On not feeling attractive until she was a 29-year-old:
“I didn’t feel very attractive as a child, and actually I wasn’t. Feeling attractive didn’t come until I was 29 and with [my husband] Len [Wiseman]. Maybe it has to do with not having had a dad. I’d never experienced a father saying, ‘Oh, you look good.’ If you have a good relationship with your dad, you have a chaperone in your own mind. I love my stepfather, but it’s different with a stepfather. I probably waited until I had that feeling with somebody who was so madly attracted to me that I could sort of relax and aim it at him. And then it kind of exploded, and all of a sudden I was the sexiest woman alive.”


On not getting caught up with having been named ‘Sexiest Woman Alive’:
“I think the risk of being the sexiest woman alive is that you don’t want to ever have sex again.
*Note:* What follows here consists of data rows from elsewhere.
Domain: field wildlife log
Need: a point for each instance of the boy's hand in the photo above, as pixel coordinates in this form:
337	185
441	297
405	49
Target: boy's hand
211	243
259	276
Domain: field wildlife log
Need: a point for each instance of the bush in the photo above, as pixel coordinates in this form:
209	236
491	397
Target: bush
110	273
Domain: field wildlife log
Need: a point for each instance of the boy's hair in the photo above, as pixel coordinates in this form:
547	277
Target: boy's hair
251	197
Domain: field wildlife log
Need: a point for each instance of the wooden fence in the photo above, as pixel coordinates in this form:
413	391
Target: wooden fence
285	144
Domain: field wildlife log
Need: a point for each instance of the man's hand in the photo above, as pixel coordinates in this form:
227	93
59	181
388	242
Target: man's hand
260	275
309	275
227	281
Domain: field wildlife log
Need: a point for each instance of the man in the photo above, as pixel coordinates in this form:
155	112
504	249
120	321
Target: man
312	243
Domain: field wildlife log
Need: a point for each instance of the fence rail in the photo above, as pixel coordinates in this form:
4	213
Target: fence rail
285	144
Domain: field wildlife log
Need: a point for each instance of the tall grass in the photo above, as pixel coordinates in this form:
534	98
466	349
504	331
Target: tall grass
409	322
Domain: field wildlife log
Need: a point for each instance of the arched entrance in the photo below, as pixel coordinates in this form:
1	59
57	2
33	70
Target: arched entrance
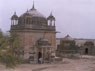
39	56
86	50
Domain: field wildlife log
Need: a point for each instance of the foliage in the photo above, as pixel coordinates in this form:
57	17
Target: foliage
10	49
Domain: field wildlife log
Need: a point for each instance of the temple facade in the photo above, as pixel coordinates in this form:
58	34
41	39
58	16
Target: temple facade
37	34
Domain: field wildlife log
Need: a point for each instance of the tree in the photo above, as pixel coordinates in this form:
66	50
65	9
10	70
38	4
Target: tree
10	50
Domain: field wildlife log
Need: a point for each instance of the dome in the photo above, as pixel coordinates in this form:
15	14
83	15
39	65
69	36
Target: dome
34	13
51	17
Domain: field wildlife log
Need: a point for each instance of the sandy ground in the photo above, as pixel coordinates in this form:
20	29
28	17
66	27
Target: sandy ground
87	63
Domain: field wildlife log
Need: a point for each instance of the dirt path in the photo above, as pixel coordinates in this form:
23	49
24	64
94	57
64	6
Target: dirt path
85	64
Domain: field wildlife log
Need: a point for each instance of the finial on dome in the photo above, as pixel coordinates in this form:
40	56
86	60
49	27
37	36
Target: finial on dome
27	10
51	13
15	13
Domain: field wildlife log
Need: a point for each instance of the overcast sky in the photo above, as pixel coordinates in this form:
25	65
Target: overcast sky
73	17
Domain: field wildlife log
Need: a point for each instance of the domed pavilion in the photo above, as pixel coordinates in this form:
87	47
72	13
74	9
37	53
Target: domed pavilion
37	34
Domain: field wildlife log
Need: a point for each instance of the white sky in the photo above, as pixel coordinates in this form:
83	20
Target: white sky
73	17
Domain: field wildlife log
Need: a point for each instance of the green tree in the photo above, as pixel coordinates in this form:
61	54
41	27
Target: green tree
10	50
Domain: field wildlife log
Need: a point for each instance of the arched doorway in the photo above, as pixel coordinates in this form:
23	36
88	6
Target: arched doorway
39	56
86	50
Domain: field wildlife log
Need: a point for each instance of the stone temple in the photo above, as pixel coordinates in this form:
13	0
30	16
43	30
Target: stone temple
37	34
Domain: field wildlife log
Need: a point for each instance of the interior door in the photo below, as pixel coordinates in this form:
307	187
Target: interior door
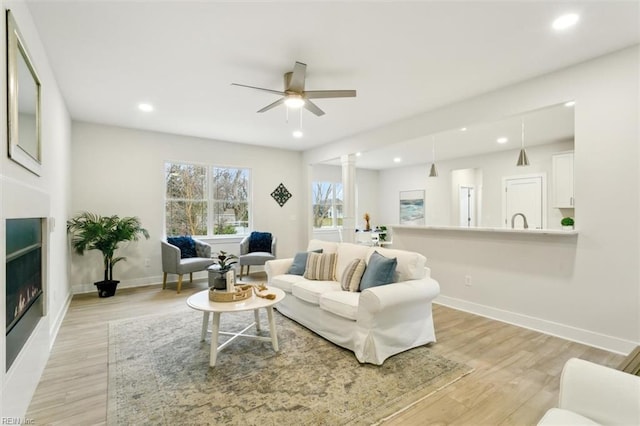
524	195
467	206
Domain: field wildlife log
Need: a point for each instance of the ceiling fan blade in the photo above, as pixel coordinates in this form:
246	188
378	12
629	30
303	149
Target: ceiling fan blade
277	92
296	83
273	105
317	94
313	108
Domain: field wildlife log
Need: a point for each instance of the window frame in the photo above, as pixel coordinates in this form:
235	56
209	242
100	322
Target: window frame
210	199
334	210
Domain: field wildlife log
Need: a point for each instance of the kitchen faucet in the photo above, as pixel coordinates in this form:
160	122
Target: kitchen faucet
513	218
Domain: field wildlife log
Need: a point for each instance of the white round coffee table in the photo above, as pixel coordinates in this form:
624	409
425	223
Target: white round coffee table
200	301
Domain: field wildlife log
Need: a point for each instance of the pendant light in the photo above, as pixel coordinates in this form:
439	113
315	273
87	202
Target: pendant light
523	160
433	172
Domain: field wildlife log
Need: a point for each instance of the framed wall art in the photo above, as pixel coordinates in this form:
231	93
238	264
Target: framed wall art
23	102
412	207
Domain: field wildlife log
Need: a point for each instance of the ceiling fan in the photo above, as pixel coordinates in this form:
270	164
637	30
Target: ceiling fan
294	95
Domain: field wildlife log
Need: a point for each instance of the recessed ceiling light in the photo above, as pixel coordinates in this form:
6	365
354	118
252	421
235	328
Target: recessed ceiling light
565	21
145	107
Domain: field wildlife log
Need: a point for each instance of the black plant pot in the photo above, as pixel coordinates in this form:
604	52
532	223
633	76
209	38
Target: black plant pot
220	282
106	288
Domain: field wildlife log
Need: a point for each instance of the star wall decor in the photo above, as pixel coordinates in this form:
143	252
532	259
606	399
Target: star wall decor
281	195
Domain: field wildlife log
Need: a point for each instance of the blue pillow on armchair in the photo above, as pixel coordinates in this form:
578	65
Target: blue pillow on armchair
186	245
260	241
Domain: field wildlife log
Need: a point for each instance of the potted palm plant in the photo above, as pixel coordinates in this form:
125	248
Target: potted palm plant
567	223
225	261
104	233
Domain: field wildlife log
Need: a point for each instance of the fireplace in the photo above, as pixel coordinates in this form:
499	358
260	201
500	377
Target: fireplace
24	301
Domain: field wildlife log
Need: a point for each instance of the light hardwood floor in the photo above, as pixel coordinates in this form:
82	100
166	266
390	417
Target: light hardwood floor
515	380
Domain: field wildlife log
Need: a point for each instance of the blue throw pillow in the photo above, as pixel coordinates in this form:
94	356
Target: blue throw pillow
260	241
186	245
380	271
300	262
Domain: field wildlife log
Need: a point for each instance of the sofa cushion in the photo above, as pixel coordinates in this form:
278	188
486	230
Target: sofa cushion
285	282
352	275
186	245
380	270
326	246
341	303
410	264
310	291
321	266
300	262
347	252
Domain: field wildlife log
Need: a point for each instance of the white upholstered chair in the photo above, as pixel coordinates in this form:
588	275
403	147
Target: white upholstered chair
592	394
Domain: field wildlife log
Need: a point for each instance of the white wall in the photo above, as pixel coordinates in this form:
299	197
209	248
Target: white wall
121	171
584	288
24	194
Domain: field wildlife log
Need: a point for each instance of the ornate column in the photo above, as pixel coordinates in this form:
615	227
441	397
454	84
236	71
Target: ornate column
349	197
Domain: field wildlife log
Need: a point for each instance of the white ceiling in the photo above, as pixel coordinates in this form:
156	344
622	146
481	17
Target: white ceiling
544	126
403	58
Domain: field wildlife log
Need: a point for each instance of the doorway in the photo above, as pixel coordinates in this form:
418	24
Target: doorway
467	198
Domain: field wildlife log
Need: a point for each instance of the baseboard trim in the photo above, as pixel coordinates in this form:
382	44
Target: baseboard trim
57	322
567	332
142	282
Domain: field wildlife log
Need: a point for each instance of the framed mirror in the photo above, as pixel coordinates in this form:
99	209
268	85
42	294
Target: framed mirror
23	103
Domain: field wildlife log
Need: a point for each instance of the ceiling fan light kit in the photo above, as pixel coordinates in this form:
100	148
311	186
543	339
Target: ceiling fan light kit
294	95
294	101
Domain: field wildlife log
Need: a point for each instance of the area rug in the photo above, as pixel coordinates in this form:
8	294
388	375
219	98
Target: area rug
159	374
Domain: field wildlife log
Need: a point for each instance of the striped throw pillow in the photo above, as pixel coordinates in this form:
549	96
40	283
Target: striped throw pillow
352	275
321	266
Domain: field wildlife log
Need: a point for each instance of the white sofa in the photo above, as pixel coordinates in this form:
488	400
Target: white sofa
376	323
592	394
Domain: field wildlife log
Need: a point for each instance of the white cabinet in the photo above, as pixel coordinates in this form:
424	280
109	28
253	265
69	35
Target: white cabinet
562	169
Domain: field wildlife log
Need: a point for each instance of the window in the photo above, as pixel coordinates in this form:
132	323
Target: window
327	204
206	200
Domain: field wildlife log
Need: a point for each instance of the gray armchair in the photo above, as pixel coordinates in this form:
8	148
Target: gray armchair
250	257
172	263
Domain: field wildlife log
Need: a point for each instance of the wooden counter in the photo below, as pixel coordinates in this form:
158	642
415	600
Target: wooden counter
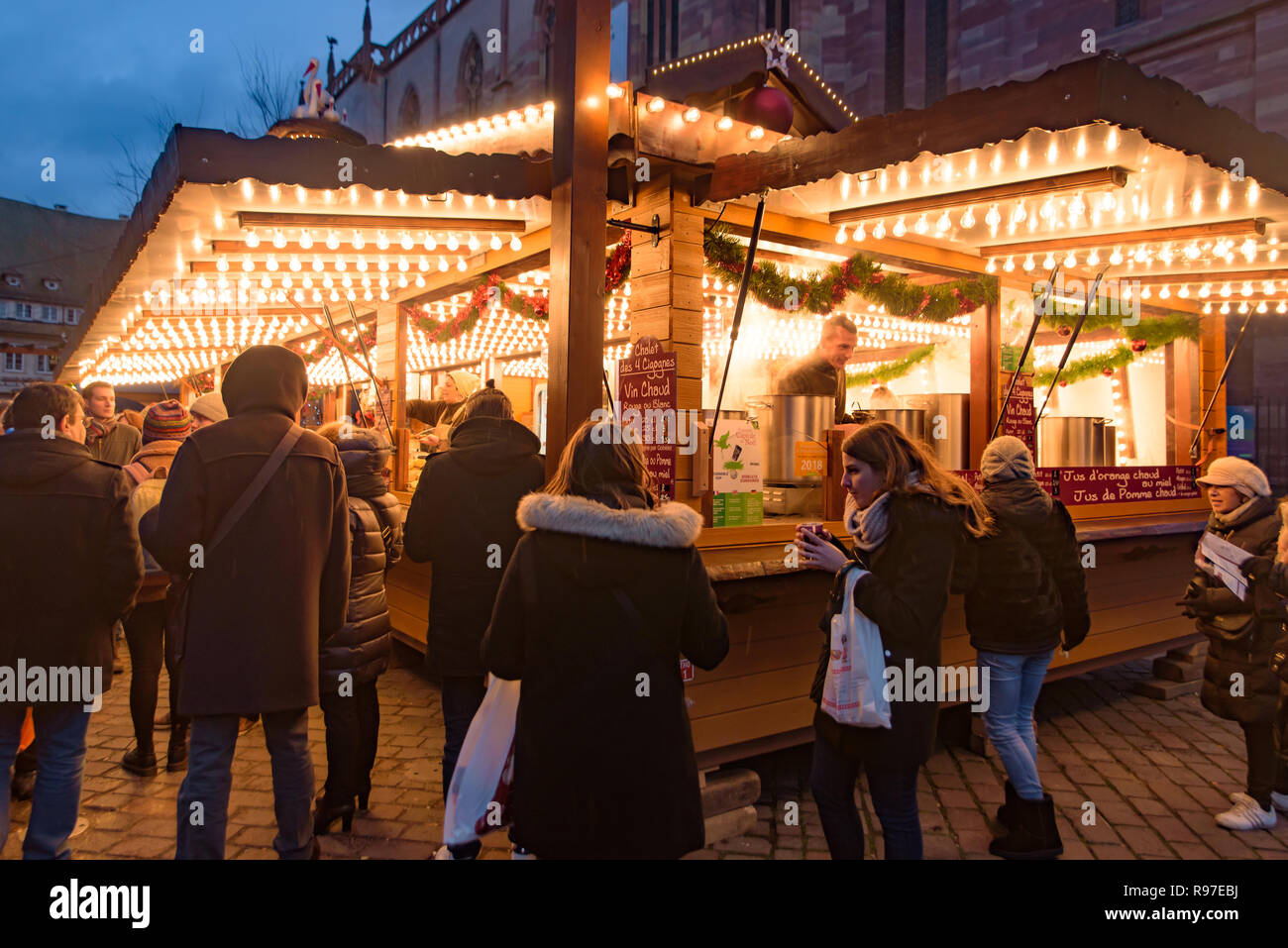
758	698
You don’t want to wear a bikini again. You want to wear some nice overalls and a trucker’s hat. Anyway, you’re only that for a year, and then you’re done. You’re old news. I don’t know who it is right now, but it’s not me.”


On husband Len Wiseman:
“He’s a very gentle soul,” Beckinsale says of her husband, director Len Wiseman. “Everybody who’s worked with him is sort of astonished by what a sweetheart he is. He doesn’t yell. And, you know, directors of the kinds of movies he does normally have to yell at somebody just to blow off steam. I find it impressive that someone can have that much responsibility and pressure and never seem to take it out on somebody.”


On avoiding risque material for her daughter’s sake:
“Well, I haven’t done an awful lot of nude scenes. And I’ve been somebody who has had a child for a very long time. Most of my peers don’t have a 13-year-old. And it’s embarrassing. My daughter said to me, ‘You know, I’d really love it if you never said the word “vagina” in an interview again.’ Whoops. I’ve just done it.”



  • On being beautiful: “Feeling attractive didn’t come until I was 29 and with Len. . . . At the time it was partly perceived as if I’d gone all Hollywood, but it wasn’t like that at all. It was just OK for me to walk around and feel feminine and attractive. I like feeling liberated like this.”

  • On aging: “What is it about a woman being in her late 30s that brings out the ‘Oh, my gosh, are you worried?’ questions? Worried? What about? Thirty-eight, 39, 40, 50! Great! Still alive! It’s more of the thing of being embarrassing to somebody. I haven’t been embarrassing before. I can’t dance at a party where there are teenagers without clearing the dance floor. Those are the things that make me go, ‘F*ck, I’m old. . . .’ When you’re a parent, everyone leaves.”

  • On her teenage daughter, Lily: “There are things I don’t want my daughter to ever know. I don’t want her to know about being betrayed. I remember Len talking to Bruce Willis when Len did Live Free or Die Hard, and I think Bruce did some terrifying things when his daughter started having a boyfriend. Len and I asked him, ‘When Lily starts having boyfriends, will you come over too? We’ll all stand on the doorstep, scare the sh*t out of them.’ But maybe now I don’t need Bruce. Now that I’m a villain, I can go solo.”